Eliza is blunt about the cost of maintaining a rural estate like St Clere and particularly the upkeep of the house, revealing it took ten years of profits from running events and festivals to save up the money to replace the roof.

She says the return on capital is no more than 1% - and a large proportion of that is ploughed back into the Estate. But she admits there are days when hard choices have to be made about what can be sold to boost income.

Eliza admits to facing criticism from some sections of the community who often fail to understand the challenges of maintaining a beautiful Grade 1 listed building like St Clere. She says: “The kind people drive up and say it’s beautiful. But a lot of people say ‘they’re rich snobs who live in the big house and have it very easy.’

“Pretty much all of the money we make goes into keeping this place up; pretty much all of the money we make in diversifying the farm funds the farming and looking after the landscape and the hedges and planting trees.”

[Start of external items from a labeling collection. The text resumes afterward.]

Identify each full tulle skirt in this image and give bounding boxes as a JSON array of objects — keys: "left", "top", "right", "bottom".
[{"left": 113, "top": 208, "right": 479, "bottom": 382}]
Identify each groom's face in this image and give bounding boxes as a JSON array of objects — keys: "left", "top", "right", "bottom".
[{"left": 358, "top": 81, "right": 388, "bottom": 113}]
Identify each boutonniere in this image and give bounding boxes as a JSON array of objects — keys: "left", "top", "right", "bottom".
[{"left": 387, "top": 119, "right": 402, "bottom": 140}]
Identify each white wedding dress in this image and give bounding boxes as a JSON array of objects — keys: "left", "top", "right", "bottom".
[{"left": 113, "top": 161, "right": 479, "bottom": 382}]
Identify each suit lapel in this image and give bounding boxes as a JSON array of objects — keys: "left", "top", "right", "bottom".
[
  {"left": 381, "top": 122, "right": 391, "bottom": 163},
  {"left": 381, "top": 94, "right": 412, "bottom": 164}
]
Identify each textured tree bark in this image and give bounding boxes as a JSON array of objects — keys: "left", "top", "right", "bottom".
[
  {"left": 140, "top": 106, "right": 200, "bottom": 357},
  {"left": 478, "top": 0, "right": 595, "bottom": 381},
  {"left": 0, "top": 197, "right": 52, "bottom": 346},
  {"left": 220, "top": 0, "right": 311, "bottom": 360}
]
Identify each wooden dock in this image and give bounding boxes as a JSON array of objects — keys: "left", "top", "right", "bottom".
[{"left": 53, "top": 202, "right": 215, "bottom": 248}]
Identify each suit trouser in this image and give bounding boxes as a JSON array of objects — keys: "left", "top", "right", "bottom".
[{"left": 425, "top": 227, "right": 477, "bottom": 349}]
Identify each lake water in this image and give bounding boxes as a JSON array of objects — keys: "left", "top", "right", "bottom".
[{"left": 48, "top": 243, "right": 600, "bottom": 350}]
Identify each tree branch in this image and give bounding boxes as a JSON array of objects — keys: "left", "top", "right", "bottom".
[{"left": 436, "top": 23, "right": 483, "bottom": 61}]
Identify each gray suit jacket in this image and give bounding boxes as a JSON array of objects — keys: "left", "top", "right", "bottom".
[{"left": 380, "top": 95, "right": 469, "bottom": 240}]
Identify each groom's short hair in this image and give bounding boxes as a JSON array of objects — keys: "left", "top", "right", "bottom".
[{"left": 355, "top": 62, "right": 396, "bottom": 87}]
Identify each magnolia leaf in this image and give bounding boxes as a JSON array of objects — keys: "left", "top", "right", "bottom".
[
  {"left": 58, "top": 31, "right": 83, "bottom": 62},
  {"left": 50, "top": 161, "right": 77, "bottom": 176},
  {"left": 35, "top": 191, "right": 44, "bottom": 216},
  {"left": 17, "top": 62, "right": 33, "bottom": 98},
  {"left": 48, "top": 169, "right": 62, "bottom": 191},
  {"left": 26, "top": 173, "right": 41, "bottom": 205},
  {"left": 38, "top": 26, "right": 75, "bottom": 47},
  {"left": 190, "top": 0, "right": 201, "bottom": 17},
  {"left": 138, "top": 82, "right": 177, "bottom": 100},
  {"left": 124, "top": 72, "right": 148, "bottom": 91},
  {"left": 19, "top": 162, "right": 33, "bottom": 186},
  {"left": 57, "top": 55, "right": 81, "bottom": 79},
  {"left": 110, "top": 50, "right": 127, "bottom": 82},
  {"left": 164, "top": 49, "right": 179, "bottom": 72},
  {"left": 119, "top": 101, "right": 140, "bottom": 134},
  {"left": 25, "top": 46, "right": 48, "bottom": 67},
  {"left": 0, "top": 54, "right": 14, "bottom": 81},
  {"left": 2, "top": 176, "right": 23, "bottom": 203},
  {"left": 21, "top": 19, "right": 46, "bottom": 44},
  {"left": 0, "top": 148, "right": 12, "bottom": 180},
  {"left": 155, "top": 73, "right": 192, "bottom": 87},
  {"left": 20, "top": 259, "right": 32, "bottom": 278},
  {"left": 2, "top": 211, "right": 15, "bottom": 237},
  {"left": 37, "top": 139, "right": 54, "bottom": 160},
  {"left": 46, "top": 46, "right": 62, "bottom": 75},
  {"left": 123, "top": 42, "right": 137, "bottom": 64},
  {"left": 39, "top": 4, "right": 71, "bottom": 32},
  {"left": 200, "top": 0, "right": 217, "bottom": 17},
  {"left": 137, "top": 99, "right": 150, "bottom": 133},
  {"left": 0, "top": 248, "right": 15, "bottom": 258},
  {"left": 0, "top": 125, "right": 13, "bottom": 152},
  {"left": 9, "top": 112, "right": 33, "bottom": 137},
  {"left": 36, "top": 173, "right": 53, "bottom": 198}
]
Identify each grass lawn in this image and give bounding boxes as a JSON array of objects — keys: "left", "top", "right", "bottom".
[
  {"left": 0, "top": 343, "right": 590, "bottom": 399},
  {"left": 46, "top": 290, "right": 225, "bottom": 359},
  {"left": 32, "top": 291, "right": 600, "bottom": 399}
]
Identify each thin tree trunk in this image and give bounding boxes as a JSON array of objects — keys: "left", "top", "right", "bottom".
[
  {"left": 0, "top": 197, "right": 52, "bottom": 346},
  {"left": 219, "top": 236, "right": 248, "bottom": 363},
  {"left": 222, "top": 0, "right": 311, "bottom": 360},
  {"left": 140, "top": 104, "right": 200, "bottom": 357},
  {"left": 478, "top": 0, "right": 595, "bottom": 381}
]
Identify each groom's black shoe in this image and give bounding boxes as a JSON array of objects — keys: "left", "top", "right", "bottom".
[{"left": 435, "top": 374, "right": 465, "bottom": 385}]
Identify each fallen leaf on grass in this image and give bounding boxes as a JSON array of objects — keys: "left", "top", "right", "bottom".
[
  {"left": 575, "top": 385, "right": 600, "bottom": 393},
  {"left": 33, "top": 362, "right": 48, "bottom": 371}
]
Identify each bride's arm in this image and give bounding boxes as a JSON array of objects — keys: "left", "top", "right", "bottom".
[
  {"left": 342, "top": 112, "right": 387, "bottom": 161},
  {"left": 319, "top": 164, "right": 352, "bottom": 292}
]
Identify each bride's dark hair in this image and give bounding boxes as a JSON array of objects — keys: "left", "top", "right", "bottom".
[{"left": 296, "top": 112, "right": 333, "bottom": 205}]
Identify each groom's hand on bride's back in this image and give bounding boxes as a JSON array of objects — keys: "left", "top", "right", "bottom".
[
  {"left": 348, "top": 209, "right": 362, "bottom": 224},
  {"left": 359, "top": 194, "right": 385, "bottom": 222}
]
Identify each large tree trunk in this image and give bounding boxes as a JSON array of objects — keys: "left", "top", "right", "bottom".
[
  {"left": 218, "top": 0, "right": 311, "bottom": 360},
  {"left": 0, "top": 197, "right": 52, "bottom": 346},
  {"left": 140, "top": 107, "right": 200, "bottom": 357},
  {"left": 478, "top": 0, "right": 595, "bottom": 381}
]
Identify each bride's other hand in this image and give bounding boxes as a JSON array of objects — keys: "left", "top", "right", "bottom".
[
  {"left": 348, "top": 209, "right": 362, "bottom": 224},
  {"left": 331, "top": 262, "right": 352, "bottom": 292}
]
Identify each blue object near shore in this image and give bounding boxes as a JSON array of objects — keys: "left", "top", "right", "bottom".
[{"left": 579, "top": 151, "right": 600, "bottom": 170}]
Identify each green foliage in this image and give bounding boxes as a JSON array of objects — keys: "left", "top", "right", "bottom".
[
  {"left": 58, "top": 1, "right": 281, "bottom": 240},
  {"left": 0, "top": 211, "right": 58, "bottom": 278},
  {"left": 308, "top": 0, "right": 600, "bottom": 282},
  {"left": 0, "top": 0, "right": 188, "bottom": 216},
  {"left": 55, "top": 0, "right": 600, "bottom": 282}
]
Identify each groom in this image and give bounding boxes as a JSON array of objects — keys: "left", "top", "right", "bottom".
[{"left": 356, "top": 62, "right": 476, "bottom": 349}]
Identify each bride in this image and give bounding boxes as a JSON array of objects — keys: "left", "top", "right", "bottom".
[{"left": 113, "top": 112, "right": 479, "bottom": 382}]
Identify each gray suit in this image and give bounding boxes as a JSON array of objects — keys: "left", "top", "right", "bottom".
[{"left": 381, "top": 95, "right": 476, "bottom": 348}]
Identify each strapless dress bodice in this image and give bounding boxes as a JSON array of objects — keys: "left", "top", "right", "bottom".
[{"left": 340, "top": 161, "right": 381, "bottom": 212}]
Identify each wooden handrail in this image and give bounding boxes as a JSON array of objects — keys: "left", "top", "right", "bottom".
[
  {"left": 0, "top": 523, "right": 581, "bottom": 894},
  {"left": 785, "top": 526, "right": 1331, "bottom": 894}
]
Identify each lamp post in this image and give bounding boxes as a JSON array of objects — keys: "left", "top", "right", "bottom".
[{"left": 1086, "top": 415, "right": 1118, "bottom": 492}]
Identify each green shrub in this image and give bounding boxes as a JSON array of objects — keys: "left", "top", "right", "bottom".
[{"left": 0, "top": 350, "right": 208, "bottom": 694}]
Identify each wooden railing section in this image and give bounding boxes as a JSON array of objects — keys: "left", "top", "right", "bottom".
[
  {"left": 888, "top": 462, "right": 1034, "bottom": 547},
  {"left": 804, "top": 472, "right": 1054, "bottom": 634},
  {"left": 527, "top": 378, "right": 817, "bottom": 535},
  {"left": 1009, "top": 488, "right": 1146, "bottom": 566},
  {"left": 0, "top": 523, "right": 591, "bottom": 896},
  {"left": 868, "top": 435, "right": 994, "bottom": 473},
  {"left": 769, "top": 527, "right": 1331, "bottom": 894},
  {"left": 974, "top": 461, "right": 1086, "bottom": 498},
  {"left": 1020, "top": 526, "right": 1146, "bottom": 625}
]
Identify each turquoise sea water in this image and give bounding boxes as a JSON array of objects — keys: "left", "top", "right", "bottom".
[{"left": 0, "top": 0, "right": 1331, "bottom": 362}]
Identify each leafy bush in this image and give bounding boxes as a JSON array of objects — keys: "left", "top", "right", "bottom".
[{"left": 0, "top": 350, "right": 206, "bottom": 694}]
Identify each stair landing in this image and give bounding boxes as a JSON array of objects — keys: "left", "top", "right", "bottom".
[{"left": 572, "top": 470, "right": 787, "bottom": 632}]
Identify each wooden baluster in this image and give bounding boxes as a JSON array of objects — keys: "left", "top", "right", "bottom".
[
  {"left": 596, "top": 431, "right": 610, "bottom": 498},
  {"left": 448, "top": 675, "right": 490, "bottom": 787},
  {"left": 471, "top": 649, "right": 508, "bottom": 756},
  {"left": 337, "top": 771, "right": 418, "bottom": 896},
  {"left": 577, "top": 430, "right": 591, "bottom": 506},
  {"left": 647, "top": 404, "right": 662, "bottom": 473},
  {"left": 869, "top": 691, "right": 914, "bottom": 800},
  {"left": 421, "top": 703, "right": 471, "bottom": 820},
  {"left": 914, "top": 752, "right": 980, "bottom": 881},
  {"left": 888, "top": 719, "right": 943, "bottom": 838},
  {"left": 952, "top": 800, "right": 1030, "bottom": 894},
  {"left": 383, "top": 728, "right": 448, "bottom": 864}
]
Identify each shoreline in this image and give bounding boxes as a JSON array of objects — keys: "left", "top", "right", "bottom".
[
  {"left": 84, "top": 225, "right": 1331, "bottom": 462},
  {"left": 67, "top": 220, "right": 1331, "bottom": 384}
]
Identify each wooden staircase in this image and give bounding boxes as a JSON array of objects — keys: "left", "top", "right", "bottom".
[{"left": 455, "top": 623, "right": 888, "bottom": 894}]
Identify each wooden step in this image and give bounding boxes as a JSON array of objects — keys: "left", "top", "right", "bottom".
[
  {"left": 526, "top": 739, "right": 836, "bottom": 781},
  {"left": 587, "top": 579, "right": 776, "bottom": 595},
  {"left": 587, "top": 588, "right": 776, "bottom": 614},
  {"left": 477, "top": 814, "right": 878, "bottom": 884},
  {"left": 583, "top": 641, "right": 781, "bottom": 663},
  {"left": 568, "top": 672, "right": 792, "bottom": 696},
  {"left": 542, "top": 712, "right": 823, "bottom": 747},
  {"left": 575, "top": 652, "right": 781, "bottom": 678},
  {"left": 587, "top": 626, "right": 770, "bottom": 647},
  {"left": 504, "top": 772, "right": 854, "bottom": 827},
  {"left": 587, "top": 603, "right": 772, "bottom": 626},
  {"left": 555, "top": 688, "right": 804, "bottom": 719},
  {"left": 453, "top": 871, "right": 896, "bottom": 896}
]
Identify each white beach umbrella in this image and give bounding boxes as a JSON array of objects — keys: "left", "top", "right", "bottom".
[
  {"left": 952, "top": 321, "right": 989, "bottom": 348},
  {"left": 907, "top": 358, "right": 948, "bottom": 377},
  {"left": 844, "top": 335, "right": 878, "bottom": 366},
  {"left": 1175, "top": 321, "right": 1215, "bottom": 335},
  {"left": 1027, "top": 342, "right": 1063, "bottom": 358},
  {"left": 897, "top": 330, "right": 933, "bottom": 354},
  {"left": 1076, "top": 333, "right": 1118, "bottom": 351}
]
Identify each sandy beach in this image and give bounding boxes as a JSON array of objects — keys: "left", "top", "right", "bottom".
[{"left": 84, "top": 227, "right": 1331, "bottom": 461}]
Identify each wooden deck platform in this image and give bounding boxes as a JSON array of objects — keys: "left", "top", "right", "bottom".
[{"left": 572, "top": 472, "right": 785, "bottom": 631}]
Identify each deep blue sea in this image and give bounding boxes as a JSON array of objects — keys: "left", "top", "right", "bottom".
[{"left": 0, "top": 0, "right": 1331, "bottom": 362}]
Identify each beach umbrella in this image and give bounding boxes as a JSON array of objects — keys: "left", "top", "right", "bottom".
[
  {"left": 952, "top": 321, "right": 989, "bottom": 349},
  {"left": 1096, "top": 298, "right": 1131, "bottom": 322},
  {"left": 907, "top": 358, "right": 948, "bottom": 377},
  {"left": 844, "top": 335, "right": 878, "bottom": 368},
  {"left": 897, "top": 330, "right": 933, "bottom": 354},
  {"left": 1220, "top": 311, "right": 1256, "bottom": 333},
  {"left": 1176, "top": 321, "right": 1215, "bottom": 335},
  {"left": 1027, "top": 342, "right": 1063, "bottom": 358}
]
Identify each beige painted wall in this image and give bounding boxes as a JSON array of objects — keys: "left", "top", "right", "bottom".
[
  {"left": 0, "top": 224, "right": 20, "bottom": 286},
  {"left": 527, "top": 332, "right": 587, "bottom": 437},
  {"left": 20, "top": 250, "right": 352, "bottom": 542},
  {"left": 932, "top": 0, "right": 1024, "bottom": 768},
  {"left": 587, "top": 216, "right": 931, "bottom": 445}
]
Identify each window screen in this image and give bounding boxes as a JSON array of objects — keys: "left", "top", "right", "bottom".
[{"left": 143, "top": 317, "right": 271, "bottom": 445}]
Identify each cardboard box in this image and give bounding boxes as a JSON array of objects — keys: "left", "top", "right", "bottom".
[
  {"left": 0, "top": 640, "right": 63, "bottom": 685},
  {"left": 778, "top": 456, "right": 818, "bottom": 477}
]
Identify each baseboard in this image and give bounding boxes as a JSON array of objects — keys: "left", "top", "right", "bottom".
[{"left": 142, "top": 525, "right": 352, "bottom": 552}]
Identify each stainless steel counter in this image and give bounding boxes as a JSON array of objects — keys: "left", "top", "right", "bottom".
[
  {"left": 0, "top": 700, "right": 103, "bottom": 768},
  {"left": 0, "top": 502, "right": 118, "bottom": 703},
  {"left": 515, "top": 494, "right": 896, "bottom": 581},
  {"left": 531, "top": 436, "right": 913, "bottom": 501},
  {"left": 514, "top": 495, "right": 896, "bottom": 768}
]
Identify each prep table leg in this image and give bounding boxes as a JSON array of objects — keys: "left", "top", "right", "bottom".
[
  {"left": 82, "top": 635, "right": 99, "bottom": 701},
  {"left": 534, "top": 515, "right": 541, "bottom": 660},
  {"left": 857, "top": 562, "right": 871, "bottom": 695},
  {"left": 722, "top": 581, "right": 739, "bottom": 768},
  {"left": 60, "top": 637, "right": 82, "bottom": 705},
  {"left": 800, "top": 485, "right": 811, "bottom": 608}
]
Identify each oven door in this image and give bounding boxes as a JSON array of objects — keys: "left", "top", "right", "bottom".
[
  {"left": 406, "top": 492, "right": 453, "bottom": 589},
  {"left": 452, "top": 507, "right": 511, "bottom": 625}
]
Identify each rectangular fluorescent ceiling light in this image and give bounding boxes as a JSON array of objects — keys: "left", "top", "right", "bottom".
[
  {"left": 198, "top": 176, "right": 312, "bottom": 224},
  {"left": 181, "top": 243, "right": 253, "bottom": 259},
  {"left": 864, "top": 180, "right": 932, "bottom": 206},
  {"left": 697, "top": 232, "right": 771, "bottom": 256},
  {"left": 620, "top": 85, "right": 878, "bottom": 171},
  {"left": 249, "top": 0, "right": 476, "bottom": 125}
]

And she details the challenge of trying to establish a woodland outdoor play centre at St Clere which fell foul of local planners. She said setting up the treehouse adventure activity centre for children could have created 50 jobs and brought in around 100,000 visitors to the area.

Eliza tells Anna: “It gets kids off screens, it has no impacts on the woodlands …  And all we really needed was a WC block in the middle - and we can’t get it.”

Despite the challenges, Eliza acknowledges she is lucky to be able to live and work in such a beautiful part of the country. She believes farms and estates should strive to be the centrepieces of communities and the majority are doing their best to reinvest in the land and buildings they own for the benefit of society more widely.

Her priorities now include building homes close to the railway station that is just 40 minutes from central London by train. She has plans for 200 homes to include significant environmental improvements, dementia-friendly properties for the elderly and well-being as a major feature.

She admits she had a “no” from planners at the first time of asking but adds: “I’ll keep trying – I’m a Yimby [Yes in my back yard].”

She says building trust is the most important part of a landowner’s relationship with their community: “We’ve always done things very carefully and there’s nothing you can point to that we’re not proud of.”